Oh my goodness, I loved this book. I had heard so much buzz about it that I didn’t know what to expect. When a book blows up like this one has it is sometimes a disappointment. Sometimes I avoid reading such a book in a perverse bit of book snobbery. If I had done so with Eleanor Oliphant, I would have missed out on one of my favorite books of the year so far, and it would have been a real shame.
This book is not what you think it is, even once you start digging into it. It starts off kind of quirky in tone, and you think maybe it’s lighter and fluffier than it turns out to be. It quickly becomes warm and wise, deeper and more life-affirming than I had anticipated. Eleanor is quite a character. She has constructed her life with precision to cut herself off from other humans as much as possible in today’s world and still hold a job. She holes up in her flat over the weekend with a couple of bottles of vodka and drinks slowly to dull her pain until Monday morning when she gets up and goes to work again. She is desperately lonely, however, talking to her houseplant Polly (the only possession she had saved from her childhood.)
I talk to her sometimes, I’m not ashamed to admit it. When the silence and the aloneness press down and around me, crushing me, carving through me like ice, I need to speak aloud sometimes, if only for proof of life.

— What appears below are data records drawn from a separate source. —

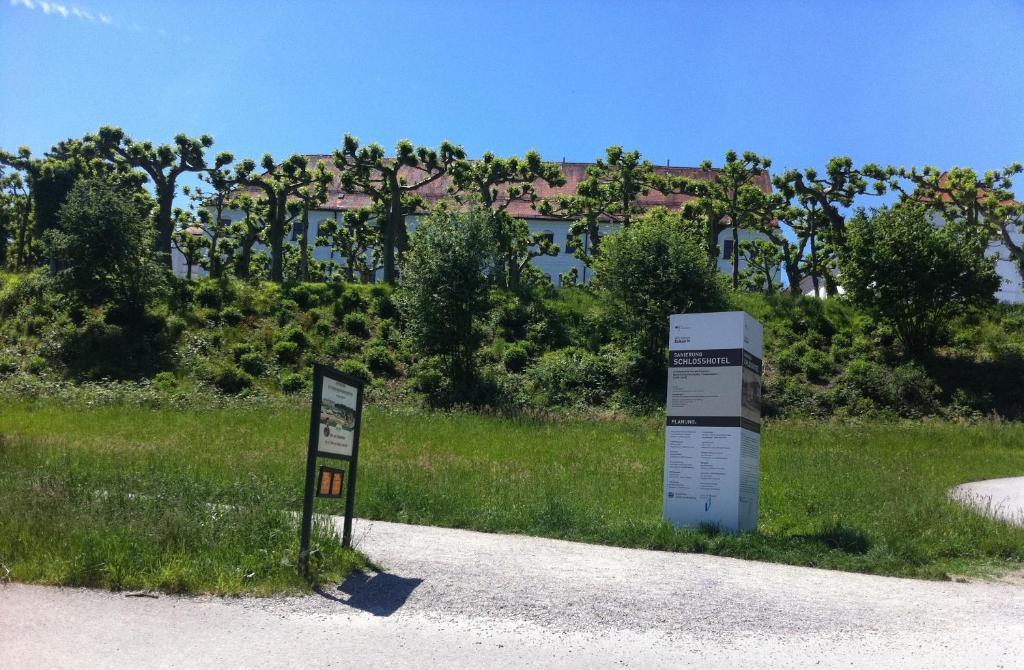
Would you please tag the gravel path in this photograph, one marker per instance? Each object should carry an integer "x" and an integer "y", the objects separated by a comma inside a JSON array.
[
  {"x": 999, "y": 498},
  {"x": 464, "y": 599}
]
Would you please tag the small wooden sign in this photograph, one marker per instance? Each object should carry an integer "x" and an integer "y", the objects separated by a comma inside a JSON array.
[{"x": 332, "y": 482}]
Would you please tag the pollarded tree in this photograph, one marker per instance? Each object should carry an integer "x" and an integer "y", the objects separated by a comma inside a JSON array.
[
  {"x": 103, "y": 246},
  {"x": 15, "y": 216},
  {"x": 280, "y": 184},
  {"x": 188, "y": 239},
  {"x": 611, "y": 192},
  {"x": 913, "y": 275},
  {"x": 354, "y": 240},
  {"x": 442, "y": 294},
  {"x": 763, "y": 261},
  {"x": 308, "y": 198},
  {"x": 245, "y": 234},
  {"x": 963, "y": 197},
  {"x": 208, "y": 206},
  {"x": 652, "y": 269},
  {"x": 392, "y": 184},
  {"x": 834, "y": 192},
  {"x": 497, "y": 182},
  {"x": 163, "y": 164},
  {"x": 731, "y": 200}
]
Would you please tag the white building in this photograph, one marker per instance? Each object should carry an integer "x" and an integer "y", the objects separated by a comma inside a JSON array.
[{"x": 558, "y": 229}]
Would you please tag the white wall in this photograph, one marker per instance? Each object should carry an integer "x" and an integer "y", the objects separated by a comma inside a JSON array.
[{"x": 553, "y": 266}]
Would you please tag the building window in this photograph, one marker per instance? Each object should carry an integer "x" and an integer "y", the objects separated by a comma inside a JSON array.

But Eleanor is not pathetic. She is smart with a cutting wit and is a character that I was instantly drawn to. She doesn’t bother with the little societal niceties that make an office or most social interactions run smoothly. She doesn’t see the point, frankly. I wasn’t sure if she was supposed to be on the autism spectrum or not, but in any case, she isn’t really like most people.

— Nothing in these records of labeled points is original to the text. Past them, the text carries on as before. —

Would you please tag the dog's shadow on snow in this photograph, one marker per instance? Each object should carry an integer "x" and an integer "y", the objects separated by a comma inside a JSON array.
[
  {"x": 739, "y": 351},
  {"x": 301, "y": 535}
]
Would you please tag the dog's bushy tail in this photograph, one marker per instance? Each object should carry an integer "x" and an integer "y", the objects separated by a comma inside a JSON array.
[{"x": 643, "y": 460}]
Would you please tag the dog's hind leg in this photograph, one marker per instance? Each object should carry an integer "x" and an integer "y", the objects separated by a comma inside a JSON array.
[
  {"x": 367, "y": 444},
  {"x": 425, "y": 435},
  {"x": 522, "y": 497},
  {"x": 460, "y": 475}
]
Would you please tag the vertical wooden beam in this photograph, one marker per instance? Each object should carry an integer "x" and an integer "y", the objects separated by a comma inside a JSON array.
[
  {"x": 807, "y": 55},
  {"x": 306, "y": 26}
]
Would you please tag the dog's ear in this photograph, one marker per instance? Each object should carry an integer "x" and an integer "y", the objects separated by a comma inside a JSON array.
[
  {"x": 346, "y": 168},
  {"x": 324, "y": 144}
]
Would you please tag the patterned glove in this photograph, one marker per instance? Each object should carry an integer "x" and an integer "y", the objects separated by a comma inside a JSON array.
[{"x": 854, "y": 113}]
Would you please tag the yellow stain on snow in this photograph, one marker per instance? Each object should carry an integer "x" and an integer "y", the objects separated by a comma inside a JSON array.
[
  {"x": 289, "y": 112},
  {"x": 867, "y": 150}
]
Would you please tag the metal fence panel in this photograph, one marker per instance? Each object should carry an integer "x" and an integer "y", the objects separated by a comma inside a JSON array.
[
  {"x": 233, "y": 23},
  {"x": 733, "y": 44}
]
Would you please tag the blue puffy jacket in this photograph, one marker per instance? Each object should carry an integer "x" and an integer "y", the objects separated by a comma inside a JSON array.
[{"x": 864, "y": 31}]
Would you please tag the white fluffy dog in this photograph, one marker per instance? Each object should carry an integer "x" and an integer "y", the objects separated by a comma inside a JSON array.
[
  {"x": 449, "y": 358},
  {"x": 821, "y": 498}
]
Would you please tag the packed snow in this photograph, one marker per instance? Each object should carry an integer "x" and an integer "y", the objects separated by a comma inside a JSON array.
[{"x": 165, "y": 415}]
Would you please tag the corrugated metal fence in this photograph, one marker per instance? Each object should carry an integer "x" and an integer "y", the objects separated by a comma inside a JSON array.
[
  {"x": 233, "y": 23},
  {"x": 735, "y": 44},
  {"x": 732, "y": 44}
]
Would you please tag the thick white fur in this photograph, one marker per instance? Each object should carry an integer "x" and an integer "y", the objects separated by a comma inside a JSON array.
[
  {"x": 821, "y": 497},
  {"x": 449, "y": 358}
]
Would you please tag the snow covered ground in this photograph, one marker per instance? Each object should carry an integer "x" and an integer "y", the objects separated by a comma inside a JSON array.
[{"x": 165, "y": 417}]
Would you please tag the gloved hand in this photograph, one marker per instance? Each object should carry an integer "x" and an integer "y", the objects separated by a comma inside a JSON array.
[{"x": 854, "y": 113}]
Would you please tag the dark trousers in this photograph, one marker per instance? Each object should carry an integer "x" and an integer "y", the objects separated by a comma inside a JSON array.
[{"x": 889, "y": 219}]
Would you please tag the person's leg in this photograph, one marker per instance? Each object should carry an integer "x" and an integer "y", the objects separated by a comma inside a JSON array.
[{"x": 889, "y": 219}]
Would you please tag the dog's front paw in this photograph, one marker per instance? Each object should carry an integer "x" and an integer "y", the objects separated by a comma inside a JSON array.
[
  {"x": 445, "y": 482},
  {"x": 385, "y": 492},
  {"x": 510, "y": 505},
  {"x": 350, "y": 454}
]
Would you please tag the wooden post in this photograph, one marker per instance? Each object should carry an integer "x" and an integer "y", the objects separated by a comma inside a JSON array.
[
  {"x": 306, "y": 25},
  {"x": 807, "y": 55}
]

And we soon see why. Little hints here and there are dropped about her past. She’s has a trauma, social workers check in on her bi-annually, and she has weekly conversations with her “Mummy” which are truly awful. Mummy is horrible and cruel. Initially I wondered, why on earth does she even talk to her once a week? Well, we come to find out a lot about Mummy and Eleanor’s past. It’s horrific, and we can see why she so desperately wants to cut herself off from other human beings and numb her feelings with a slow drip of vodka.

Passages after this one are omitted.